I do feel guilty about the lack of feelings because I know it’s something you really wanted. And I could only think of you.
But when I think about how close you came to choosing the baby’s life over your own, the fear of that moment chokes me. Because it was completely out of my control and I was utterly at your mercy. I hate, more than anything, to feel helpless, but in that moment, I was.
What would have happened if you had chosen to have the baby—and then you’d died? Could I have been anything but a resentful and bitter parent to that child?
I know you suffered, physically, emotionally. I know that for you it was a terrible, traumatic decision. But I’ll never be anything but glad you made the choice you did—and that makes me feel guilty, too.
And it makes me question and have doubts about our future. Because I wonder…will we ever be able to have joy that isn’t weighted down with loss and guilt and tears?
I toggled my mouse button to pause the playback of the game. Sitting back, I stared at that last bit of text, unable to breathe. Was Adam breaking up with me for good? I put a hand over my mouth to muffle the sobs but found I couldn’t. Mom rolled over in her bed and without looking up she muttered, “Everything okay?”

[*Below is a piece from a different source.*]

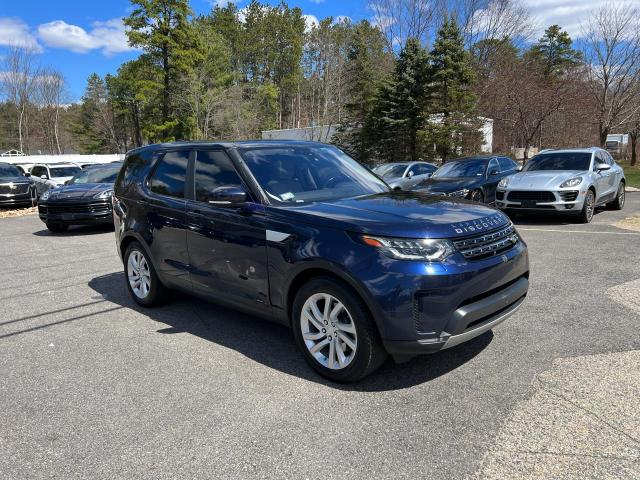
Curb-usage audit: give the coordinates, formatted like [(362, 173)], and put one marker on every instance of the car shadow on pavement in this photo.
[(76, 231), (272, 344)]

I cleared my throat. “Yeah…sorry. I’m just fine. I’m, um, I’m going to do the rest of this in the bathroom. I don’t want to keep you up.”
But she was quickly falling back asleep and I was trying to curb the wild hiccupping of my stomach. I scooped up my laptop and slunk into the bathroom where I sank down onto the floor and let the tears out, finally.
I bent, reached out and grabbed a massive wad of toilet paper from its holder on the wall, burying my face in it to muffle the sobs now unwilling to stay at the pit of my stomach. I felt like I was coming undone. My world was falling apart.
I didn’t know how much more of this I could take. After Adam’s bare and frank admission of his internal misery, his feelings of guilt. His helplessness. What could I say or do that could ever repair that? I stared at the laptop again, as if it were a wild animal about to jump up and bite me.
Knives stabbed at my throat, the backs of my eyes. I wiped my snotty face and took a deep breath. I’d come this far on his wild ride…
I might as well see where it led me.
Us.
…And I know that it’s important to you to have a child someday. And if that’s still true when the time comes, then we will find a way. But I was honest when I said that you are enough for me. When I found you, I found what I had been looking for without even knowing it.
Because my life without you…?
And the river, the mountains, the trees, the deep blue sky all faded and I was now in the middle of a barren, gray desert. The landscape was dotted with cactus plants, and sand stretched as far as the eye could see. A lone, arid wind howled through the bushes, blowing tumbleweeds under a blazing, relentless sun. I could almost feel the waves of heat rising off the sand.
It would be emptier, more desolate than this place.
I need you. I’ve always needed you. But that means nothing if you won’t let me in.
The air rushed out of me with a rattle and a hiss, as if I’d been punched in the stomach. I was shaking, but I wasn’t cold. My mouth was dry, but I wasn’t scared.
And I couldn’t look away. Because the desert was fading again and now I was inside a jail cell, a dark prison. Jagged, rough stone walls rose above me in every direction, with only one wall of bars on one side. I used the controls to turn myself around, this way and that. And only on the third try did I notice a small figure in the corner. I recognized her immediately from the latest portion of the secret quest that we had worked on for months.
This was the lost Elvish princess from Dragon Epoch, the one who was the object of the secret quest. She was thin, half starved, dressed in rags, her face full of sorrow. Four magical bonds held her down, one on each arm and leg. She looked up at me with pleading eyes full of misery.